If you made some new years resolutions, you probably started doing something about achieving your goals on January 1st. Most people make a health or fitness goals such as, ‘I’m going to go to the gym 3 times a week’, or ‘I’m going to run around the block 3 nights a week’ – etc. You may also have made personal improvement goals such as ‘I’m going to read a book 5 nights a week’ – it doesn’t matter what the goal, this is the important bit:

Whatever your resolution, it is now the 1st of February; we are a month into the year. If we apply Pareto’s principle we can assume that 80% of all the people that set off with the best of intentions will have already broken their pledge leaving only 20% of you still ‘running around the block’ – (or whatever it is you decided to do.)

What stops us from achieving our goals?

Sticking to your new years resolution takes a lot of willpower, especially if you have set yourself a hard target – and we often set goals that are so much of a stretch and we make it hard for ourselves.

If for example, I know a guy in his 30s, who had rarely done any exercise since his teenage years, who decided he was going to do a triathlon. He set himself a training program that was too strenuous for his level of fitness and within three weeks he was so exhausted that he gave up.

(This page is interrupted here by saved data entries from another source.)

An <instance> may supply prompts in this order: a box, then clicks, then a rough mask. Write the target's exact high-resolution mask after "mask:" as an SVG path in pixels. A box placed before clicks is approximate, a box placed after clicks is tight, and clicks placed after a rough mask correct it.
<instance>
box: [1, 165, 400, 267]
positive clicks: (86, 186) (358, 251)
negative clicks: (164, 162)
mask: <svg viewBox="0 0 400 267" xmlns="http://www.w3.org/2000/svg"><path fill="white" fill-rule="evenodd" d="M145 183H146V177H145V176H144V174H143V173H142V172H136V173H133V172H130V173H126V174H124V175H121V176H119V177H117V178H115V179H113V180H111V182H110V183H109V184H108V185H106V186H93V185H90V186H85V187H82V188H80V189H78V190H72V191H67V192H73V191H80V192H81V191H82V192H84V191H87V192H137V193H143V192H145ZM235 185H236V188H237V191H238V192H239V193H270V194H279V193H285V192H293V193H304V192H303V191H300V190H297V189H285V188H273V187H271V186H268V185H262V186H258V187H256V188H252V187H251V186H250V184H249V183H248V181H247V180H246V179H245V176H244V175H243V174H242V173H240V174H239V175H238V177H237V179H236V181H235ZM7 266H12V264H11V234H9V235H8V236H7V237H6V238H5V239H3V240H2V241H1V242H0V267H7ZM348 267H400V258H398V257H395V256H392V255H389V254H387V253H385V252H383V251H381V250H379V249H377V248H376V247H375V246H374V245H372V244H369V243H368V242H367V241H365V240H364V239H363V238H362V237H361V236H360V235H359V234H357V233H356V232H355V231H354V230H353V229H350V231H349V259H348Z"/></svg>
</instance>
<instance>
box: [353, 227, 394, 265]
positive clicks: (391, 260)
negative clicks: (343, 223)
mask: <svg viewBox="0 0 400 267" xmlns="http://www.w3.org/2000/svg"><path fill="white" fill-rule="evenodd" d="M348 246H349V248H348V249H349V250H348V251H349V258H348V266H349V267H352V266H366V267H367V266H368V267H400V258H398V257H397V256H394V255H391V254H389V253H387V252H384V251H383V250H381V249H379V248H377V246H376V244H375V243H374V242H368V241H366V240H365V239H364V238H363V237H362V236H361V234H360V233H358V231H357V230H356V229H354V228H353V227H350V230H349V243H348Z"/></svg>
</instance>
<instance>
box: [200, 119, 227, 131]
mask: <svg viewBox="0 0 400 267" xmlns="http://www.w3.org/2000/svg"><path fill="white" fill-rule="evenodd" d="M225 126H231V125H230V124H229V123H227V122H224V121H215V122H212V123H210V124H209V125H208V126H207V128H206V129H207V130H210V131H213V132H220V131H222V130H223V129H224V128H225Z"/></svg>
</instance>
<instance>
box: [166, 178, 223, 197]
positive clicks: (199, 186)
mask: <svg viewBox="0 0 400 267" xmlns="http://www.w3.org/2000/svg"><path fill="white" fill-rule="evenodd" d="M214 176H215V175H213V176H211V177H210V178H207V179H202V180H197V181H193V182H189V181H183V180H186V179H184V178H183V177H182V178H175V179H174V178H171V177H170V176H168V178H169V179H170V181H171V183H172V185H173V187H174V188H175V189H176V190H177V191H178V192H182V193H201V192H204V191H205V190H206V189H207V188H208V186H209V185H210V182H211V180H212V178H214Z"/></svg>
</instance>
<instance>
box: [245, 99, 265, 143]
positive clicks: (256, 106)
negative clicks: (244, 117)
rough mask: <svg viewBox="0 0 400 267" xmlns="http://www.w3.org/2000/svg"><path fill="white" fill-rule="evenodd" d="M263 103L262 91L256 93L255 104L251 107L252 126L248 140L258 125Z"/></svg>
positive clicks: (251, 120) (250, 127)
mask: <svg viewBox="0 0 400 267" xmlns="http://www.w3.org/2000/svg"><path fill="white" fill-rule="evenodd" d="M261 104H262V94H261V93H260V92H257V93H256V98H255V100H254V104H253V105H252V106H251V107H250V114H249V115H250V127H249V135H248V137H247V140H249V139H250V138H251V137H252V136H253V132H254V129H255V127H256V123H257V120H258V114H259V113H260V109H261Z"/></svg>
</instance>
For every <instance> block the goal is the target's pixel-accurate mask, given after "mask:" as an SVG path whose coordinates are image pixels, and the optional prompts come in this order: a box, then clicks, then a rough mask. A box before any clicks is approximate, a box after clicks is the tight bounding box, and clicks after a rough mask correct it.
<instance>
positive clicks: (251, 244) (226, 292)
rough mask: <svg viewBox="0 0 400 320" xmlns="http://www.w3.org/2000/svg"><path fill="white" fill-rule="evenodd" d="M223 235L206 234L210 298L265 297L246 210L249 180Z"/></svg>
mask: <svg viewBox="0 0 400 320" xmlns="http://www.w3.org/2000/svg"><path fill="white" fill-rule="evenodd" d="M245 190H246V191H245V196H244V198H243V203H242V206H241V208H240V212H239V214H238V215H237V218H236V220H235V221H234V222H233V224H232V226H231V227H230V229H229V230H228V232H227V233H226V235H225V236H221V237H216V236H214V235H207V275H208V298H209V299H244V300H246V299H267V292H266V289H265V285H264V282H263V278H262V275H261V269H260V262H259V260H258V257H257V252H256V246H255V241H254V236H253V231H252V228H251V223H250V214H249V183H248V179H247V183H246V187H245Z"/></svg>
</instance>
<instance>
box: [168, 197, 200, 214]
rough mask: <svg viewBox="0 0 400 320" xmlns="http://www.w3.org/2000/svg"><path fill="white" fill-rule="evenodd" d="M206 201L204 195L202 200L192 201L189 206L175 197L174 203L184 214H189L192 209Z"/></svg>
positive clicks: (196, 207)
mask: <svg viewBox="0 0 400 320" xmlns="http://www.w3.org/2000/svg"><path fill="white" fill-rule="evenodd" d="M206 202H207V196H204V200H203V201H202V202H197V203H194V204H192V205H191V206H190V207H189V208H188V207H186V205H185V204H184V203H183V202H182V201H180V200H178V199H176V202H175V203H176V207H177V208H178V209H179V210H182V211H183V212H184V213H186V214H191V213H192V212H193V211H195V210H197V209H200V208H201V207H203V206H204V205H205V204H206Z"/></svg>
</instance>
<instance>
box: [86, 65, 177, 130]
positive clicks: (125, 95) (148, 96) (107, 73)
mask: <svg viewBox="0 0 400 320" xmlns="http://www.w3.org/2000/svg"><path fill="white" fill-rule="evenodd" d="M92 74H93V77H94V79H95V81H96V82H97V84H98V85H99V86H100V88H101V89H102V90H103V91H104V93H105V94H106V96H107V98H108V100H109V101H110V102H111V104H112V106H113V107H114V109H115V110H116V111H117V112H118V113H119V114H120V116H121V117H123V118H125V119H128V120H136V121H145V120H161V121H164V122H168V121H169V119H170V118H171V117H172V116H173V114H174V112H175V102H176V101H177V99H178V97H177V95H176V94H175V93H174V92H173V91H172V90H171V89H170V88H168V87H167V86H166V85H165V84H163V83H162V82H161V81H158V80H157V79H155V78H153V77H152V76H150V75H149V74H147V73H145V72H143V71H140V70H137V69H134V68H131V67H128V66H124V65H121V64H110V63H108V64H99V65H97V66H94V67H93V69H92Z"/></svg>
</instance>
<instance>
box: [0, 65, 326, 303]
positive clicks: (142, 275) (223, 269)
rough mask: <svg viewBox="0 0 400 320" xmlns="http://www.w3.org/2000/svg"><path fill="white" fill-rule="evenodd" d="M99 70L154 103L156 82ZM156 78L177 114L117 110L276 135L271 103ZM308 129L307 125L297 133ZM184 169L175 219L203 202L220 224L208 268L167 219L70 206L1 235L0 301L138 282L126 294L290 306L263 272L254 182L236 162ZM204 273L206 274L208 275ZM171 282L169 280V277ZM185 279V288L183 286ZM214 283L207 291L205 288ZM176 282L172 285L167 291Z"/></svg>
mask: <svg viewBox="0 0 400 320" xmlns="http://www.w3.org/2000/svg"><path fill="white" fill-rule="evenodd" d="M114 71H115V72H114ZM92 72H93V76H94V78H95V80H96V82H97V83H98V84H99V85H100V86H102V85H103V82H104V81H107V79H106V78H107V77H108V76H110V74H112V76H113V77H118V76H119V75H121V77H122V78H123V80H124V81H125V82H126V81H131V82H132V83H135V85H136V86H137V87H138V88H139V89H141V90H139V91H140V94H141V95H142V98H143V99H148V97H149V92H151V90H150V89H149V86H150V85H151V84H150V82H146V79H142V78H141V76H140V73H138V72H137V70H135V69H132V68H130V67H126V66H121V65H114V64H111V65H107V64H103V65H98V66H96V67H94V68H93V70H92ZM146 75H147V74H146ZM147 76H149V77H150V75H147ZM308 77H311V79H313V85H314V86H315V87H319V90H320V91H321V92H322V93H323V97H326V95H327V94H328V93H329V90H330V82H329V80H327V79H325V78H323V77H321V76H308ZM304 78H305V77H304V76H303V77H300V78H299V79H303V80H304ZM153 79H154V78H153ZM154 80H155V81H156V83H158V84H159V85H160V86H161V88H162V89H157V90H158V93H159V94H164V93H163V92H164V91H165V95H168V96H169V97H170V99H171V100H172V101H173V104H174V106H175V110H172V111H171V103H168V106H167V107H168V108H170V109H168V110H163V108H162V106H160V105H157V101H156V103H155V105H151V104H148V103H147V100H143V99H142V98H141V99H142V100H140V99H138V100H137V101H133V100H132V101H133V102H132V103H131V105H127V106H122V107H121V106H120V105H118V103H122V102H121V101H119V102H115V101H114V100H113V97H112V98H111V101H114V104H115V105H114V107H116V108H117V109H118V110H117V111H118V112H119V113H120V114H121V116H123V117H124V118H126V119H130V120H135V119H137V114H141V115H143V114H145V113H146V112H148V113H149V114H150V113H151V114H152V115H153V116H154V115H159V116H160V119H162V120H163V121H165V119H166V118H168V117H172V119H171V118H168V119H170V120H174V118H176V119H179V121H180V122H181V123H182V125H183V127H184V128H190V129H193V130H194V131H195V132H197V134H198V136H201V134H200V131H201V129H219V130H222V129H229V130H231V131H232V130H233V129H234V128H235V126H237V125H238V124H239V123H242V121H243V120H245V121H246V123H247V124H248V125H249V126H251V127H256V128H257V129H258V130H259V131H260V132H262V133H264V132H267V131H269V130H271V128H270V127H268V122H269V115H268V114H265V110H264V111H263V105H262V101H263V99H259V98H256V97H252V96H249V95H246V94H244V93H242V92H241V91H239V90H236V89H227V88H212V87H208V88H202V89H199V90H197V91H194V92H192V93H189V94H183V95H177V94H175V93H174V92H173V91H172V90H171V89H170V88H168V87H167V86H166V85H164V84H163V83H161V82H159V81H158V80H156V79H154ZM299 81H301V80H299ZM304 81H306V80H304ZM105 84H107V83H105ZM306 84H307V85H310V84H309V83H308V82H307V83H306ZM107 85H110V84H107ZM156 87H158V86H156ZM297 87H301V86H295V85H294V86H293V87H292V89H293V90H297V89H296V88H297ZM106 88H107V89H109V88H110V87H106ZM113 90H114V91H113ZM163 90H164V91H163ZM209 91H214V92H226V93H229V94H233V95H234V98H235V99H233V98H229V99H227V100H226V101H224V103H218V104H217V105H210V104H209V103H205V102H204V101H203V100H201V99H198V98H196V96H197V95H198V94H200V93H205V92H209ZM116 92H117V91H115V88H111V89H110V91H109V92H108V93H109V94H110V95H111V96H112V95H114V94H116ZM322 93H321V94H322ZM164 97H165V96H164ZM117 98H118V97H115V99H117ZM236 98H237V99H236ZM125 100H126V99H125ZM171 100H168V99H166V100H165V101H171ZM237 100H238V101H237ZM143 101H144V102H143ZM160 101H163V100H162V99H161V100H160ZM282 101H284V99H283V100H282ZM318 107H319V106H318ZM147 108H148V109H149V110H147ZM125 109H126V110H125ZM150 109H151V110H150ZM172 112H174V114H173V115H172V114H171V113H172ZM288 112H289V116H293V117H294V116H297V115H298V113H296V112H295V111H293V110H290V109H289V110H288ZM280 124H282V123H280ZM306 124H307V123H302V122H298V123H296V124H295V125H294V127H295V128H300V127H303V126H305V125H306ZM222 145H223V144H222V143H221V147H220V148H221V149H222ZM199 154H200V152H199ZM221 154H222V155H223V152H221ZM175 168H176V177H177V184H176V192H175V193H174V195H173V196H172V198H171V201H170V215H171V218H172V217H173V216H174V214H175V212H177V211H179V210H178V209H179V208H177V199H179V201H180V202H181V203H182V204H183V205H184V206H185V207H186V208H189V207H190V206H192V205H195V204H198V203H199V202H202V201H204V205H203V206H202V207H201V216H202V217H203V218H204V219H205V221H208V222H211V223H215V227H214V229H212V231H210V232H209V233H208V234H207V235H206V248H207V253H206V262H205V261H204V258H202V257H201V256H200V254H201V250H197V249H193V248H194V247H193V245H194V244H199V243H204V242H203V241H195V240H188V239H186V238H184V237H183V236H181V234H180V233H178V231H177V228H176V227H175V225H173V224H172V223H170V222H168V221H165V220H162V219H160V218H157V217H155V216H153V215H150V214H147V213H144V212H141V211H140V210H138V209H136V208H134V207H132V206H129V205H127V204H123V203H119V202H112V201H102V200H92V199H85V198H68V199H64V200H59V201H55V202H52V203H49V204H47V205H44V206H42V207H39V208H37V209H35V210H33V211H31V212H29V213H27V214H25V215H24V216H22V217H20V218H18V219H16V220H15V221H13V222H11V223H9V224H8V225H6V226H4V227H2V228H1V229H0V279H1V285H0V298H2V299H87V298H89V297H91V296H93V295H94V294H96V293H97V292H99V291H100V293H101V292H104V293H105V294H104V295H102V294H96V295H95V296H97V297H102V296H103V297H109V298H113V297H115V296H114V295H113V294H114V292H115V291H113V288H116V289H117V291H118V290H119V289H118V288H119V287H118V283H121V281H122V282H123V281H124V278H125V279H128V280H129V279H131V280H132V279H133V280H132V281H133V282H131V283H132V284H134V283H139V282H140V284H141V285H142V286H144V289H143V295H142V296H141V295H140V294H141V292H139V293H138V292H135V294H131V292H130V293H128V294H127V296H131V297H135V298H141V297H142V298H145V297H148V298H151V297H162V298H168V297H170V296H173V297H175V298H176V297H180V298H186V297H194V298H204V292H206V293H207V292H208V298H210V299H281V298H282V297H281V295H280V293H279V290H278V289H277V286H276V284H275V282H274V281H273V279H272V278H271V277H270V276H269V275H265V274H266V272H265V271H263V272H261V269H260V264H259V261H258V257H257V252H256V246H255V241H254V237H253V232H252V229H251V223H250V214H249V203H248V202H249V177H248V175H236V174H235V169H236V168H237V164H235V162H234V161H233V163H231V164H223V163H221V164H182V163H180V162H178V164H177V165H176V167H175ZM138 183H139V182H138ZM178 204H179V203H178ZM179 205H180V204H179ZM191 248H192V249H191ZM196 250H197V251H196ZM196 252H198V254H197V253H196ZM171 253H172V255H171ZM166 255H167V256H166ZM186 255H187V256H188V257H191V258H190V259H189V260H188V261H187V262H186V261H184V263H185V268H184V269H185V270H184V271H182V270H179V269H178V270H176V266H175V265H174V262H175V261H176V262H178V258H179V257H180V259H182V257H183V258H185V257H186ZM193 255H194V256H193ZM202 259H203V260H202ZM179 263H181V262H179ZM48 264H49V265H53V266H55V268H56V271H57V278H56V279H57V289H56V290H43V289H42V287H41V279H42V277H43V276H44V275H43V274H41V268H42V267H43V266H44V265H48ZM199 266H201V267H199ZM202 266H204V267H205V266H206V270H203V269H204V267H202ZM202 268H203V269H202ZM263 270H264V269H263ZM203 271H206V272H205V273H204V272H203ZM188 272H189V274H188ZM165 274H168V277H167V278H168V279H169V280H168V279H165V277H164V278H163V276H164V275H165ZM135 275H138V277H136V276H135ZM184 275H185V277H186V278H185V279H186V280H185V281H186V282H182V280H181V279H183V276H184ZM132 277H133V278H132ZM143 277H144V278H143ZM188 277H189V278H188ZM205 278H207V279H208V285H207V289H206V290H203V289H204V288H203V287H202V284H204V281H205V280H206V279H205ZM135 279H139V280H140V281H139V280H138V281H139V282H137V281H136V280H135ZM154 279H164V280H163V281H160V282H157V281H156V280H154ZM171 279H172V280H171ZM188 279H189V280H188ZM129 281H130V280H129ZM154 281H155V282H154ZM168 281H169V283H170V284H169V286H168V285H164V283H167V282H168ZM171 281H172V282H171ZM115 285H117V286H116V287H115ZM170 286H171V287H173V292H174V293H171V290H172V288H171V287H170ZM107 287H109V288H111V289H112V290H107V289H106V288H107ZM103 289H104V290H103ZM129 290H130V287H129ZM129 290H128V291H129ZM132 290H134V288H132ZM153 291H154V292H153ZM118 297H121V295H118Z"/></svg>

There are a lot of other reasons why we don’t achieve, and I’ll write about some more in other articles, but if, like my friend you have stopped doing what you said you would do in the new year, read on:

How to stick to your goals

No matter what your goal is, the best way to achieve it is to firstly tell as many people you care about just what you plan to do, and then I always recommend ‘eating the elephant one bite at a time’.

In my case I tell people I know first hand and I tell the world by writing about what I’m doing on this blog. Other options you may chose are to announce your resolution on your Facebook page.

The trick I use to reach my fitness goals is to set one over arching goal and then make lots of little goals that add up to me achieving it. This is the same thing I do in my staff performance coaching business, where I give clients small tasks to do – each task builds upon the next until, six months down the track they look back and notice a big change in their thinking and their performance.

So the over arching fitness goal I set myself for this year is to run/jog at least 1000 miles – which is 1,609.34 kilometres in 2009. That is quite a bit further than I have ever done in a year before and it sounds like a lot if you say ‘I’m going ot jog a thousand miles this year’. But when you break that down it is only 30.94km per week – so I round that up to 32km.

I know that there will be weeks (especially in winter) when I won’t want to jog 20km, let alone 32km, so I set myself a mini goals which I change every month. 32km a week is 134 per month so in Januarry I set a mini goal of 140km with the intention of doing a bit more so that I have a buffer later in the year.

140km in a month is a lot less daunting than 1609 in a year. I actually did 164km in Januarry so I was able to have a nice 3 day rest period over the weekend before I start my February mini goal.

In February I have set myself a totally different jogging schedule than the one in January. In Feb, I’ll be off for my morning runs on different days and doing different lengths over different routes, so it is actually a completely different goal – and I only have to keep it up for four weeks.

Managing to stick to a new years resolution for only 4 weeks isn’t too hard is it.

If you are feeling like you’ve let yourself down when it comes to sticking to your new years resolution, how about you start again right now? Who said you have to wait another 11 months.